Does anyone know where I can find some gold foil tape at 2" or 3" wide or if I could spray glue a sheet of gold foil to wrap my baits thanks guys!


Posted using Outdoor Hub Campfire


----------



## Cutt'em Jack (Feb 17, 2008)

eBay is where I got mine.


----------



## leeabu (Apr 10, 2004)

Jo Ann Frabrics


----------



## Catproinnovations (Dec 8, 2009)

Is it the really expensive copper taping you found on ebay or is it an actual foil tape that's cheaper. I went to Jo Anne's last night they didn't have any. 


Posted using Outdoor Hub Campfire


----------



## Cutt'em Jack (Feb 17, 2008)

It was the cheap tape.


----------



## Catproinnovations (Dec 8, 2009)

Ok great I'll just have to keep an eye out for it do you remember a brand?

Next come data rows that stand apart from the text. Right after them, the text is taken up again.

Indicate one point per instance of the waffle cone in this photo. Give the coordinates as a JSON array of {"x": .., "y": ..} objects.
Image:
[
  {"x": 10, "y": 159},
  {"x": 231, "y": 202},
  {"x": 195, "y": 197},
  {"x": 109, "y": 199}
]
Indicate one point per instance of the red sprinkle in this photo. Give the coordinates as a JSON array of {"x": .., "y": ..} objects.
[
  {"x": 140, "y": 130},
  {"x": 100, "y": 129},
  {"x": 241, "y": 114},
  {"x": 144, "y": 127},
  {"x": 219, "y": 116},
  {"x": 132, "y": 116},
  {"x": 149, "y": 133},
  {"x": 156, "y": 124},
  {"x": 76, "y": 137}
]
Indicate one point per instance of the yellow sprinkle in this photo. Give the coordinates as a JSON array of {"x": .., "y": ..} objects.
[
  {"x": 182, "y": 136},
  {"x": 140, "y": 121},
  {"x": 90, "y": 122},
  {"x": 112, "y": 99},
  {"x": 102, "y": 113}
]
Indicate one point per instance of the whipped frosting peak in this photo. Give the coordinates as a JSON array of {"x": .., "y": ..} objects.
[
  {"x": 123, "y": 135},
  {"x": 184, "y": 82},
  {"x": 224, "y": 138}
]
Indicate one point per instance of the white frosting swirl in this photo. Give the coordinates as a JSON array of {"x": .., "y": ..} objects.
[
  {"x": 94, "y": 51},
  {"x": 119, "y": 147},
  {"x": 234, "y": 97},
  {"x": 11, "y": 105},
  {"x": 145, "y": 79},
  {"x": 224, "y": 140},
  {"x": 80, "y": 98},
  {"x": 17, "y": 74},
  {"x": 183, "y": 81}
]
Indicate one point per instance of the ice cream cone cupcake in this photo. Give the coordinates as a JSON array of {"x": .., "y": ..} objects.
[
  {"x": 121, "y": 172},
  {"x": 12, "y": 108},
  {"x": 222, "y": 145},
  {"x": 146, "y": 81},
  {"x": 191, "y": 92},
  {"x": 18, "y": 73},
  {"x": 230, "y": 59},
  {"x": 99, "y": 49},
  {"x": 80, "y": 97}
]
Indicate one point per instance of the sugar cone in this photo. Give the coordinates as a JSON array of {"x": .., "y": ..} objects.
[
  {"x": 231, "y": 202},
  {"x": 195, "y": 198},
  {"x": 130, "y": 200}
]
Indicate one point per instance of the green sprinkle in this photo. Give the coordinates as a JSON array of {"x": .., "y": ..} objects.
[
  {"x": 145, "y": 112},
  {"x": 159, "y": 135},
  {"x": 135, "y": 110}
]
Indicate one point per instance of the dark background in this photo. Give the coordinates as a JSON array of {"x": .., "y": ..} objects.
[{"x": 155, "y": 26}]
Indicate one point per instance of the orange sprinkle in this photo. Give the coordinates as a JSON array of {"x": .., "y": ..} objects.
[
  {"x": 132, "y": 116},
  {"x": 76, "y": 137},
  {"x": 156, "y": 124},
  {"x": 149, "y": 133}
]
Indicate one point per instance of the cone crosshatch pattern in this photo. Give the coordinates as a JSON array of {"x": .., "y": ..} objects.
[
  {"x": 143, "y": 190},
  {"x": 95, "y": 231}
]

Posted using Outdoor Hub Campfire


----------



## Cutt'em Jack (Feb 17, 2008)

[ame="http://www.ebay.com/itm/Prism-Hoop-Tape-1-x-25-feet-Choose-Any-Color-Holographic-Irridescent-/130759399800?pt=LH_DefaultDomain_0&var=&hash=item1e71de1978"]Prism Hoop Tape 1" x 25 Feet Choose Any Color Holographic Irridescent | eBay[/ame]


----------



## All Eyes (Jul 28, 2004)

Pat Catans sells the ultra thin crafting foil that I use. It does not have an adhesive backing so you will need to epoxy it in place and also top coat over it. If you are looking for the adhesive waterproof prism tape you may check Janns Netcraft online or E-Bay.


----------